A crucial instrument of IMF surveillance is Article IV
consultation, which focuses on a systematic review of economic
developments and policies in the member country and how these policies
have affected the exchange rates and balance of payments of other
countries.
Relevant structural policies are also examined if
these are germane to macro-economic developments and policies. In recent
years, surveillance has also taken into account such topics as poverty,
industrial, market and environmental issues. As financial markets across
the world have become more integrated, IMF surveillance has become more
focused on capital account, and financial and banking issues.
Aside from country surveillance, IMF also conducts
surveillance at the global and regional levels. So far as global
surveillance is concerned, the IMF’s World Economic Outlook prepared
twice year and International Capital Markets Report provide opportunities
to assess global implications of members’ policies and give an
analytical account of key developments in the international monetary
system and its prospects.
While conducting regional surveillance, the IMF
examines the policies pursued at regional levels. The IMF has also
increased its participation in member countries regional initiatives.
Experience indicates that delayed adjustment forced by
markets can be more costly and disruptive than measures promptly taken.
There is, therefore, a greater need for continuous policy review by all
countries and for the Fund to participate more fully in the process.
In the interest of stabilising the international
economic situation, the IMF should strengthen its surveillance over
industrial countries. Financial policies of the major industrial countries
determine to a large extent the stability of the international capital
markets and a lack of balance in their macro-economic policies and
insufficient policy coordination can result in sharp fluctuations in
interest rates and exchange rates. Instability in interest rates and
exchange rates among industrial countries impose costs on developing
countries, owing to their limited opportunities to hedge against movements
in these rates.
Recent events have also clearly demonstrated that
effectiveness of Fund surveillance is predicated on the timely provision
of data. In this behalf it is heartening to learn that the Fund has helped
to develop and disseminate a set of standards regarding the coverage,
frequency and timelines of data, their quality and integrity, and their
availability to the public. Countries subscribing to this special ‘data
dissemination’ standard agree to adhere to these sound practices and to
provide information to the public via an electronic bulletin board on the
Internet provided by the Fund.
The transparency provides market participants with
information needed to form judgments on policies and performance of
subscribing countries and thereby contributes to more informed investment
decisions.
In recent years, the Fund has adopted several measures
to make surveillance more effective with close policy dialogue with
countries and increased focus on countries that were seen to be at risk
and where financial tensions were likely to spill over to other countries.

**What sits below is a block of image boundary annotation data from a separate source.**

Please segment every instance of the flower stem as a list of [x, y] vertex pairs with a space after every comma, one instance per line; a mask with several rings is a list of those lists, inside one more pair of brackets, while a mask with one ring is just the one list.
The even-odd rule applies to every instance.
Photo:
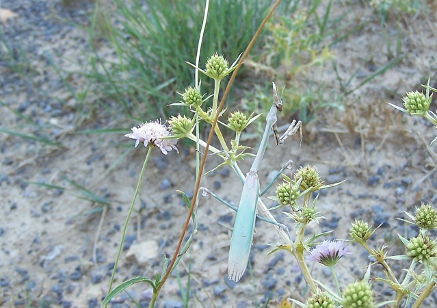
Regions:
[[419, 308], [419, 307], [421, 307], [425, 298], [426, 298], [428, 295], [429, 295], [429, 293], [431, 293], [431, 291], [432, 291], [432, 289], [434, 289], [435, 286], [436, 281], [432, 281], [431, 283], [428, 284], [423, 292], [422, 292], [422, 293], [421, 293], [421, 295], [417, 298], [417, 300], [416, 300], [414, 305], [411, 306], [411, 308]]
[[220, 90], [221, 79], [214, 79], [214, 97], [213, 97], [213, 111], [211, 112], [211, 118], [215, 118], [217, 114], [217, 105], [218, 103], [218, 93]]
[[314, 281], [313, 280], [313, 277], [311, 277], [311, 273], [310, 272], [310, 270], [308, 269], [308, 266], [306, 266], [306, 264], [305, 263], [305, 261], [304, 260], [304, 245], [302, 244], [298, 244], [297, 241], [295, 242], [295, 257], [297, 260], [297, 263], [299, 264], [299, 267], [300, 267], [300, 271], [302, 272], [302, 275], [304, 276], [304, 278], [305, 279], [305, 281], [306, 281], [306, 283], [308, 283], [308, 287], [310, 287], [310, 289], [311, 289], [311, 292], [313, 294], [316, 294], [317, 291], [317, 288], [315, 285], [315, 283], [314, 283]]
[[157, 292], [153, 292], [153, 295], [152, 296], [152, 300], [150, 300], [150, 303], [148, 305], [148, 308], [153, 308], [155, 307], [155, 303], [158, 298], [158, 294], [159, 294], [159, 292], [157, 291]]
[[[126, 231], [127, 230], [127, 224], [129, 222], [129, 218], [131, 218], [131, 214], [132, 214], [132, 210], [133, 209], [133, 205], [135, 204], [135, 201], [137, 200], [137, 196], [138, 195], [138, 191], [140, 190], [140, 185], [141, 184], [141, 181], [143, 179], [143, 175], [144, 174], [144, 171], [146, 170], [146, 166], [147, 166], [147, 162], [148, 162], [148, 159], [150, 156], [150, 153], [152, 152], [151, 148], [150, 146], [147, 147], [147, 154], [146, 155], [146, 159], [144, 159], [144, 164], [143, 164], [143, 168], [141, 169], [141, 173], [140, 174], [140, 179], [138, 179], [138, 183], [137, 184], [137, 189], [135, 191], [135, 194], [133, 195], [133, 199], [132, 200], [132, 203], [131, 204], [131, 207], [129, 208], [129, 211], [127, 214], [127, 217], [126, 218], [126, 221], [124, 222], [124, 227], [123, 228], [123, 233], [122, 234], [122, 238], [120, 241], [120, 246], [118, 247], [118, 252], [117, 253], [117, 257], [116, 259], [116, 263], [114, 266], [114, 269], [112, 270], [112, 274], [111, 275], [111, 281], [109, 282], [109, 288], [108, 290], [108, 294], [111, 292], [111, 290], [112, 288], [112, 283], [114, 283], [114, 277], [116, 275], [116, 272], [117, 270], [117, 265], [118, 264], [118, 260], [120, 259], [120, 255], [121, 255], [121, 251], [123, 248], [123, 242], [124, 241], [124, 237], [126, 236]], [[156, 300], [156, 298], [155, 298]], [[105, 307], [107, 307], [105, 306]]]
[[339, 278], [337, 277], [337, 273], [335, 272], [334, 266], [330, 266], [332, 271], [332, 276], [334, 276], [334, 281], [335, 281], [335, 285], [337, 287], [337, 294], [339, 296], [341, 296], [341, 292], [340, 292], [340, 283], [339, 283]]

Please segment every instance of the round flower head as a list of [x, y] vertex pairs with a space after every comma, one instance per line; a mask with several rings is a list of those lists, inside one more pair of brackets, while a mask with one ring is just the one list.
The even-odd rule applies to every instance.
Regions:
[[330, 298], [326, 292], [314, 294], [306, 300], [308, 308], [335, 308], [334, 300]]
[[407, 96], [402, 98], [403, 106], [410, 114], [424, 115], [431, 104], [431, 99], [427, 99], [423, 93], [419, 91], [408, 92]]
[[373, 294], [367, 281], [357, 281], [349, 285], [343, 294], [343, 306], [346, 308], [371, 308]]
[[290, 183], [284, 181], [276, 187], [275, 194], [282, 205], [290, 205], [293, 210], [298, 210], [299, 206], [296, 199], [299, 198], [299, 188], [295, 185], [290, 187]]
[[207, 61], [207, 73], [214, 79], [223, 79], [229, 73], [229, 64], [223, 55], [217, 53], [211, 56]]
[[416, 211], [414, 216], [416, 224], [425, 229], [437, 229], [437, 210], [431, 206], [422, 203], [420, 208]]
[[349, 235], [358, 242], [366, 242], [373, 233], [371, 231], [371, 226], [365, 221], [358, 219], [355, 220], [355, 223], [352, 223], [352, 227], [349, 229]]
[[178, 151], [176, 147], [176, 139], [162, 139], [170, 137], [168, 129], [161, 121], [149, 122], [140, 124], [138, 127], [132, 127], [132, 133], [127, 133], [124, 137], [135, 139], [135, 147], [138, 146], [140, 142], [143, 142], [144, 146], [156, 146], [159, 148], [163, 154], [167, 155], [172, 149]]
[[417, 262], [427, 261], [429, 257], [437, 255], [437, 243], [427, 235], [419, 234], [416, 238], [411, 238], [406, 246], [408, 249], [407, 255]]
[[313, 248], [306, 259], [334, 266], [343, 255], [350, 253], [349, 246], [344, 247], [343, 244], [343, 241], [323, 241]]
[[200, 94], [200, 91], [196, 87], [189, 87], [185, 89], [185, 92], [182, 94], [184, 102], [188, 105], [192, 105], [201, 106], [203, 103], [202, 99], [203, 95]]
[[300, 189], [304, 190], [309, 188], [317, 188], [321, 183], [319, 170], [315, 166], [306, 165], [299, 168], [294, 175], [294, 180], [297, 182], [301, 179]]

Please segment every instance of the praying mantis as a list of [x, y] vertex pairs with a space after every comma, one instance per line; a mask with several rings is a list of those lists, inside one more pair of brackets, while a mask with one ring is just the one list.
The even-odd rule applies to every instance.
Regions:
[[284, 140], [289, 136], [294, 135], [299, 128], [302, 127], [300, 121], [296, 123], [295, 120], [294, 120], [285, 133], [284, 133], [280, 138], [279, 137], [276, 125], [278, 120], [276, 114], [278, 111], [282, 111], [282, 103], [279, 99], [278, 90], [274, 82], [273, 83], [273, 105], [270, 108], [270, 111], [266, 117], [267, 124], [258, 152], [255, 156], [255, 159], [250, 167], [250, 170], [246, 174], [246, 179], [241, 179], [244, 185], [243, 186], [243, 191], [241, 192], [238, 209], [235, 209], [229, 203], [220, 198], [207, 189], [201, 188], [201, 190], [202, 190], [204, 192], [211, 194], [213, 196], [224, 203], [226, 205], [233, 208], [234, 210], [237, 210], [237, 216], [234, 222], [233, 231], [230, 240], [230, 247], [229, 250], [229, 258], [228, 261], [228, 274], [229, 276], [229, 279], [236, 282], [240, 280], [248, 266], [250, 248], [253, 240], [256, 217], [259, 217], [263, 220], [272, 222], [280, 227], [287, 228], [281, 224], [263, 218], [261, 216], [256, 215], [256, 205], [259, 203], [259, 196], [264, 194], [269, 188], [270, 188], [272, 185], [273, 185], [280, 173], [293, 163], [291, 160], [288, 161], [274, 179], [267, 185], [265, 189], [260, 194], [260, 184], [258, 178], [258, 170], [260, 168], [261, 161], [264, 156], [272, 130], [273, 129], [274, 131], [276, 144], [278, 144], [283, 143]]

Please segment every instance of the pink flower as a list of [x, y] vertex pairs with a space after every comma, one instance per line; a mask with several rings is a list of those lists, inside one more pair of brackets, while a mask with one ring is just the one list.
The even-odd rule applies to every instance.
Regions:
[[334, 266], [343, 255], [351, 253], [349, 246], [343, 246], [343, 241], [323, 241], [311, 250], [306, 259]]
[[157, 120], [155, 122], [149, 122], [140, 124], [138, 127], [132, 127], [132, 133], [127, 133], [124, 137], [131, 139], [136, 139], [135, 147], [138, 146], [140, 142], [143, 142], [144, 146], [157, 146], [159, 148], [163, 154], [167, 153], [174, 149], [178, 152], [176, 147], [177, 139], [162, 139], [170, 137], [170, 133], [167, 127], [161, 124], [161, 121]]

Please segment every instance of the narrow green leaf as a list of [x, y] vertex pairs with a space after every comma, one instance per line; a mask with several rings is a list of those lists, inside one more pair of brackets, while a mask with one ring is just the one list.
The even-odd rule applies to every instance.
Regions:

It is generally recognised that the sound evolution of
the world economy calls for greater attention to new issues and risks. At
the same time, the traditional areas of surveillance should not be
neglected. To make these competitive objectives compatible, the following
principles have been agreed upon by the Fund:
(a) Article IV consultations will concentrate on core
topics directly linked to the Fund’s statutory mandate to exercise
“surveillance over exchange rate policies of members.”
(b) Greater attention will be paid to capital account
developments.
(c) Countries where developments have potential
spill-over effects on others will be more closely watched.
(d) Where important economic policies are formulated
at supra-national level, with potential impact on several economics, the
Fund will continue to strengthen its focus on regional surveillance.